(no title)
zerbinxx | 2 years ago
I will say that I find discord to be a breath of fresh air, but I haven’t really found a true community there, more like disparate groups of people who share common interests but rarely first names. The internet today is either terrifyingly closely related to your first and last name or a hall of mirrors hidden behind myriad layers of post-irony. The veil has been shattered: either you sign up for “real” talk with people you will never know or settle for a blanched façade of communication with real-world acquaintances who refuse to really show themselves for fear of what that might mean.
ruszki|2 years ago
This only works very rarely, and I don’t think that it can work today anywhere. When my favourite subreddit had 5000 subscribers in 2014-2015, it worked. There were meaningful conversations, because every active people knew everybody else, and nobody was asshole with each other. Nowadays, I can’t find such communities, and of course the same subreddit now with 400000 subscribers is a terrible place. Even smaller ones behave like these larger ones now. People who want to achieve something, or simple assholes find these places too quickly, if it’s open in any way. I’ve also met people who behaved in real life like during a stupid political argument on an anonymous forum. That slowly becomes the norm for too many. Btw, game theory indicates that this should happen when most of your communication is with strangers.

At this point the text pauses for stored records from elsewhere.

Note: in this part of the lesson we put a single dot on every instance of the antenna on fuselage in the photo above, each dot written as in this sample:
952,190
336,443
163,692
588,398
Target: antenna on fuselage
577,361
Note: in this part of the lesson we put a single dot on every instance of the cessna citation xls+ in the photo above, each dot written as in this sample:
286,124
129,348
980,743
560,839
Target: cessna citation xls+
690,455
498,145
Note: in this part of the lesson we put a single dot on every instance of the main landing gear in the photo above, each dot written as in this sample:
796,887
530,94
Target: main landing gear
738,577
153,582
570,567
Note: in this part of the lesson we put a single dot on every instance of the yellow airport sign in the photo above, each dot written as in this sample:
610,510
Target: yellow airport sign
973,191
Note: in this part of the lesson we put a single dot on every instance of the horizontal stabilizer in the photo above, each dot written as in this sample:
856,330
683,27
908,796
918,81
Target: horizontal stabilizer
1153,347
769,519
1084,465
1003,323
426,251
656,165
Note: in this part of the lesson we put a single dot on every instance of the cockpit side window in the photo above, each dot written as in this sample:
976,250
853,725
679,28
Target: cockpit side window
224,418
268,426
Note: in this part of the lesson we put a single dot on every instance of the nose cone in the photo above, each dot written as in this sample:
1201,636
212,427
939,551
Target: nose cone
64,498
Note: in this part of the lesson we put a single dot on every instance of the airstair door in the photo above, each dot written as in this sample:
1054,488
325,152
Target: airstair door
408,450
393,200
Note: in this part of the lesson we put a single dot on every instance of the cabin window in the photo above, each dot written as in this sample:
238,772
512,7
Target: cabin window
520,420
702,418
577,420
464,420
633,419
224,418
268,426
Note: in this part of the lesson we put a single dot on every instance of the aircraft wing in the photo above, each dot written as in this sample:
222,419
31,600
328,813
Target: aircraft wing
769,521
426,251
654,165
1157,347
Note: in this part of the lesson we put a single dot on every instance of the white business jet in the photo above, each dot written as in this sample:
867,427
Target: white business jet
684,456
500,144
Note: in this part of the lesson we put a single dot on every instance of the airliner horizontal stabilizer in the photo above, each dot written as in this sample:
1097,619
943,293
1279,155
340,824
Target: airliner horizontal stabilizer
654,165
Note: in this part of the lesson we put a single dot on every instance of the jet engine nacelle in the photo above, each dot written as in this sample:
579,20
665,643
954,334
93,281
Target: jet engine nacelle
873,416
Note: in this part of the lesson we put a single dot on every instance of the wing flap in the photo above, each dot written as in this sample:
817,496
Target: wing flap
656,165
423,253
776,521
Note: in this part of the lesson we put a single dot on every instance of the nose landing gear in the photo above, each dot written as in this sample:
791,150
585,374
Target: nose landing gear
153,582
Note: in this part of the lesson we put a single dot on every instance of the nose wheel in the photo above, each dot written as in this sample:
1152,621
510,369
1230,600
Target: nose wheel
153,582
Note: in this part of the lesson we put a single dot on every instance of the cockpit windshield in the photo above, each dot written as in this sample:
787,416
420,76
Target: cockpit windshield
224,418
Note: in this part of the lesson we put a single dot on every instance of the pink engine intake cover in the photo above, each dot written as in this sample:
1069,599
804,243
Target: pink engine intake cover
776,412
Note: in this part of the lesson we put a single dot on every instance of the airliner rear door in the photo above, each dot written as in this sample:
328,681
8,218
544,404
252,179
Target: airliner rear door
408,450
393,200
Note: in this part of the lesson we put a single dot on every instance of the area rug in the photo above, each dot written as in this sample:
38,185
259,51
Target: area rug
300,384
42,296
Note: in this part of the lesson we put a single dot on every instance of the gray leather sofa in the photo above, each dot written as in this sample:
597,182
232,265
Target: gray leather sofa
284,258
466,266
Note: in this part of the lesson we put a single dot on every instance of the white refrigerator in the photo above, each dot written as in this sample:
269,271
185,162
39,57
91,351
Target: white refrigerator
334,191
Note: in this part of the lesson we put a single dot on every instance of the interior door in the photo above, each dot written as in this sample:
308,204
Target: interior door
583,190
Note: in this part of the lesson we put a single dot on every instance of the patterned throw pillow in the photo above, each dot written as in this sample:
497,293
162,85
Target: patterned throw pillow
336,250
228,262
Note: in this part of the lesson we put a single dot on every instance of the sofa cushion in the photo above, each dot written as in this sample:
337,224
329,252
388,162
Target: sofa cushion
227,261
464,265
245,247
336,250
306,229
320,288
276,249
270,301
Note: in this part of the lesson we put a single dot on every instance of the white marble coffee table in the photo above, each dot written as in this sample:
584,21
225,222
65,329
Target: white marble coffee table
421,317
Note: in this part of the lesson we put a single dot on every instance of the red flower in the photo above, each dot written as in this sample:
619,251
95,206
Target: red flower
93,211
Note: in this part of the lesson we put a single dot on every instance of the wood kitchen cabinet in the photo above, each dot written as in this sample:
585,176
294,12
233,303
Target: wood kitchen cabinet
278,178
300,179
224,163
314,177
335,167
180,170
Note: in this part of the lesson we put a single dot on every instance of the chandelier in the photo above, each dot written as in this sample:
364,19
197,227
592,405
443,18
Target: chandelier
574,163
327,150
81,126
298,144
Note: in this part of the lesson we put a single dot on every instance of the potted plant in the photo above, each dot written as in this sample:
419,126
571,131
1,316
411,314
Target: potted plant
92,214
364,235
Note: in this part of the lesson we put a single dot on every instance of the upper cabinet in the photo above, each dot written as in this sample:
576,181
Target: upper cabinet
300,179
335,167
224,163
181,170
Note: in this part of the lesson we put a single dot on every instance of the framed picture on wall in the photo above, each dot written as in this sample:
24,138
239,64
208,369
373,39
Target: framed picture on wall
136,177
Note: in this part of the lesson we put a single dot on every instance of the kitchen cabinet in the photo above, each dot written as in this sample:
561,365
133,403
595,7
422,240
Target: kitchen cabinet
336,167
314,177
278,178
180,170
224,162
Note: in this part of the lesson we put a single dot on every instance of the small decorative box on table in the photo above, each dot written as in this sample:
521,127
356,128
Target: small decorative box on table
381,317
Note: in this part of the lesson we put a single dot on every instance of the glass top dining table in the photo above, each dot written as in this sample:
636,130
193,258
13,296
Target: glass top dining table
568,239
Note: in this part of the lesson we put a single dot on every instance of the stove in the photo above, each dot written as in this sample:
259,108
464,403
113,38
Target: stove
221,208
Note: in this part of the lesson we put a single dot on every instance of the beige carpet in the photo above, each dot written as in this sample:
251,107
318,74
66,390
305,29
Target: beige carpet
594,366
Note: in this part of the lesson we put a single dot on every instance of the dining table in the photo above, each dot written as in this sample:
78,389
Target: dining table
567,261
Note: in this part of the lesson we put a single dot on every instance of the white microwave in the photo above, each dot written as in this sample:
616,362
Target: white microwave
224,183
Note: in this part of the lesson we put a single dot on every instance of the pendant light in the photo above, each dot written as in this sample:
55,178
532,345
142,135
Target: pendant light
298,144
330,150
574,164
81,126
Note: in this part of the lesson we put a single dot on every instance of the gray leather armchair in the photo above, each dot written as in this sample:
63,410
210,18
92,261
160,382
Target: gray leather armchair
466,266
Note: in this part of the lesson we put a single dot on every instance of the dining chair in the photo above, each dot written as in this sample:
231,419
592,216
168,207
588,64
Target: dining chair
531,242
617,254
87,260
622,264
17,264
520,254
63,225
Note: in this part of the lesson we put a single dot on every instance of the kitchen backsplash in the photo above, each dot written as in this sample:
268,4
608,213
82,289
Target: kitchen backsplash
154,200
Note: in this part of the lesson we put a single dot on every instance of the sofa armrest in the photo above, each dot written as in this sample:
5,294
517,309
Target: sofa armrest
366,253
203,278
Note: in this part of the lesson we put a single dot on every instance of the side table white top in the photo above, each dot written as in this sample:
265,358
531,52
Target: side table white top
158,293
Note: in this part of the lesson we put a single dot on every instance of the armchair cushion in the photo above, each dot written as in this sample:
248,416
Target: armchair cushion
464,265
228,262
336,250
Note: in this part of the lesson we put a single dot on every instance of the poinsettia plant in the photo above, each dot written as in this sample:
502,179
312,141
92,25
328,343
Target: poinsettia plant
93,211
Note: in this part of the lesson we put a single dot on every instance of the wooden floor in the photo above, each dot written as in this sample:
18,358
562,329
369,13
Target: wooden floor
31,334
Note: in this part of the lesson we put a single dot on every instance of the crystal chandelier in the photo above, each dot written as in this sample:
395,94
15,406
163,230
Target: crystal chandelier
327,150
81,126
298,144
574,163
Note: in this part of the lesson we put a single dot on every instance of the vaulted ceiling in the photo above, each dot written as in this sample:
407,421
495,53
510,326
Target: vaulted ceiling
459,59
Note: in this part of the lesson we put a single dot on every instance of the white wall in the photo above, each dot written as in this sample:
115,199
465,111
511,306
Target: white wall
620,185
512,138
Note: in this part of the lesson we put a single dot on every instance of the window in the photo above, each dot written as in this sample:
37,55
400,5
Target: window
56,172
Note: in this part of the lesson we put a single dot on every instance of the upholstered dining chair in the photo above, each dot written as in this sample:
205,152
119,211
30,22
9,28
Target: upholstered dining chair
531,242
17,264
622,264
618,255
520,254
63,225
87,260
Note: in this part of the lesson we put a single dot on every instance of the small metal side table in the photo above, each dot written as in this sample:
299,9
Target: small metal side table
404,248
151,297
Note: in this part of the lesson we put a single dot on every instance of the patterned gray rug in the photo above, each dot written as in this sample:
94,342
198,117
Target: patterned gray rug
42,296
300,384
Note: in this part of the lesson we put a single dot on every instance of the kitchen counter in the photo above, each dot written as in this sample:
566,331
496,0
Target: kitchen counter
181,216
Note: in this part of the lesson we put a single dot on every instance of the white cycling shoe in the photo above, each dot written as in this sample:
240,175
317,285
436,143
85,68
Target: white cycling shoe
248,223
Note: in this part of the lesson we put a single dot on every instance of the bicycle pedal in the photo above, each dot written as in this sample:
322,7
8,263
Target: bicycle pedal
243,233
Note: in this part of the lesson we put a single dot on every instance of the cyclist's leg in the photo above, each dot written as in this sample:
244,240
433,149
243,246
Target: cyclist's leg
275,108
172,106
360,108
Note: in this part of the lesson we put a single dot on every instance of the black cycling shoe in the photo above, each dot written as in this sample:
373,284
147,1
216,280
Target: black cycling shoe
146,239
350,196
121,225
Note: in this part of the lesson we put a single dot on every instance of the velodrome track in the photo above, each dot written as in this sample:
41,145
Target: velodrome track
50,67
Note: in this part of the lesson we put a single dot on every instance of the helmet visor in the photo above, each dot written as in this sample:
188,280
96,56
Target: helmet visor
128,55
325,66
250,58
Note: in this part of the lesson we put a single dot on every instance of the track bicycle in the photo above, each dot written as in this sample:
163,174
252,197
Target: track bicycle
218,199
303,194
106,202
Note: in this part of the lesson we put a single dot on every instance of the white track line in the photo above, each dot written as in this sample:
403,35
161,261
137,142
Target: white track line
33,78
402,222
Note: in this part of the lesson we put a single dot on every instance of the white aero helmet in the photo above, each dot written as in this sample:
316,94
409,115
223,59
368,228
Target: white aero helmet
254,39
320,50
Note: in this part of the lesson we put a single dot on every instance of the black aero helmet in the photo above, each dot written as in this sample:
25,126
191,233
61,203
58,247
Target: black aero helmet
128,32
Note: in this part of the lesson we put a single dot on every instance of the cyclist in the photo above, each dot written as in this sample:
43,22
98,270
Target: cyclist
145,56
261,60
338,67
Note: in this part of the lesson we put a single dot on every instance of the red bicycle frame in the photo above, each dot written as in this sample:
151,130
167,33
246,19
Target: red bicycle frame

Also politics, and state of the society in my original country definitely made people in Hungary more asshole. The society, how people behaved there 20 years ago, basically collapsed there to a depressive and anxious state (“conservatives”/alt-right/“classical liberalists” hurray!). This can be applied to most of the countries, but if you are lucky, just not that extreme way. That also doesn’t help to find any kind of community where there are no toxic people.